It was not a hen’s tooth or a four-leaf clover. It was not even Scotland qualifying for the Euros. No, it was much rarer than that.
It was a politician looking as if they were actually enjoying themselves during a Holyrood election campaign that seems to have buckled the space-time continuum by being both brief and interminable.
Anas Sarwar, Scottish Labour leader, crashing a dance class outside the Tony Macaroni Arena in Livingston before doing his thing to Uptown Funk last Saturday afternoon, is not the first politician to look like an actual human while happily interacting with ordinary people, or voters as they like to call us, but in this, the oddest of campaigns, he is on a very short list.
Sarwar, along with Lorna Slater, co-leader of the Scottish Greens, has been a fresh breeze in a torpid campaign. He has been better than anyone was expecting, not least Labour voters, too scarred by their party’s wilderness years to hope a new leader might actually seem both capable and committed, like a leader, in fact.
When you’re on a campaign visit with @AnasSarwar and there’s a dance class going on.
He couldn’t resist…. pic.twitter.com/WQmZmQdoag
— Gordon McKee (@GordonMcKee_) April 24, 2021
Whether his rising popularity – still well behind Nicola Sturgeon in the popularity stakes but the only other party leader whom more Scots like than not – will translate into votes, never mind seats, should be clear by next Sunday.
However, his voice has been a welcome interruption as, left to their own devices, the SNP and the Scottish Tories would talk about independence until the Highland cows come home. Or their horns fall off with boredom. Whichever comes first.
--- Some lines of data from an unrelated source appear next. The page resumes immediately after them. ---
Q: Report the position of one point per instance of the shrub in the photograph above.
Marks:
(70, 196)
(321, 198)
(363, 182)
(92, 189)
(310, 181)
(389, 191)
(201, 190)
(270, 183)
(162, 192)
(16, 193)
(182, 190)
While Sarwar might not win a dance-off with Bruno Mars, he at least looked alive. The most passionate opponents and most ardent supporters of independence have been staggering around the same dancefloor since 2014, like the marathon dancers in They Shoot Horses, Don’t They?, lurching around in a zombie-clinch to a tune only they can hear as the dancehall empties around them.
Just one last thing? Scottish party leaders give their final pitch before elections
After claiming independence could help not hinder our recovery when Alex Salmond seemed a more potent lure for impatient Yessers, Sturgeon has, in recent days, as polls suggest her hopes of an overall majority may be dashed, insisted recovery not a referendum will be her priority if, or rather when, she is re-elected. Cynics might wonder if the SNP’s internal polling shows most Scots, at this moment in time, could see another referendum far enough?
The only thing the first minister liked talking about more than independence in the early weeks of the campaign was Boris Johnson. It seemed, for a while at least, given her determination to portray this election as pitching the SNP against the Prime Minister, that Johnson was actually standing, not admiring his new wallpaper in Number 10.
Of course, the crescendo of sleaze allegations – from the £200,000 refurb of the PM’s flat to PPE contracts for Tory cronies – could not have been better-timed for a First Minister rarely slow to suggest Scots deserve better.
We probably do but Scots also deserve politicians willing to take on the issues of gravest importance and none of those issues, as we report today, deserves more attention than climate change.
Instead of discussing how Scotland can play our part in the global battle to save the planet, voters have been asked to endure furious rows about Scotland’s tomorrows while our perilous todays mostly merit pie-in-the-sky, uncosted promises. This is no surprise, although still a disappointment. It is what Scotland does now.
However the votes are cast on Thursday; whatever way they stack up on Friday; whatever seats are won or lost by Sunday; whether Sturgeon can row her own canoe or is forced to work with other parties, are not the biggest questions for our country.
Scots will choose on Thursday but our most important choice will come in the months ahead when we can choose to keep spinning our wheels, doing donuts in the Holyrood car park, or at least try to move forward.
Can we really spend another five years, like we have spent the last seven, obsessing about a second referendum, to-ing and fro-ing about this and that, while our planet burns, our public services stall, our children’s chances diminish, our businesses wait and wonder and our poorest postcodes suffer most of all?
If, as expected, most Scots vote for parties that want a referendum, we should have one and, if most Scots really want one now, we should have one now. With a country so divided, this debate is not nearly over but if not now, if most Scots would rather wait until the storm of Covid passes, as polls suggest most do, the SNP (and the Tories) must leave it, park it, and strain every muscle to help Scotland get back on our feet.
One way or another, with a referendum or without, our country needs a new tune to dance to. We need to change the record.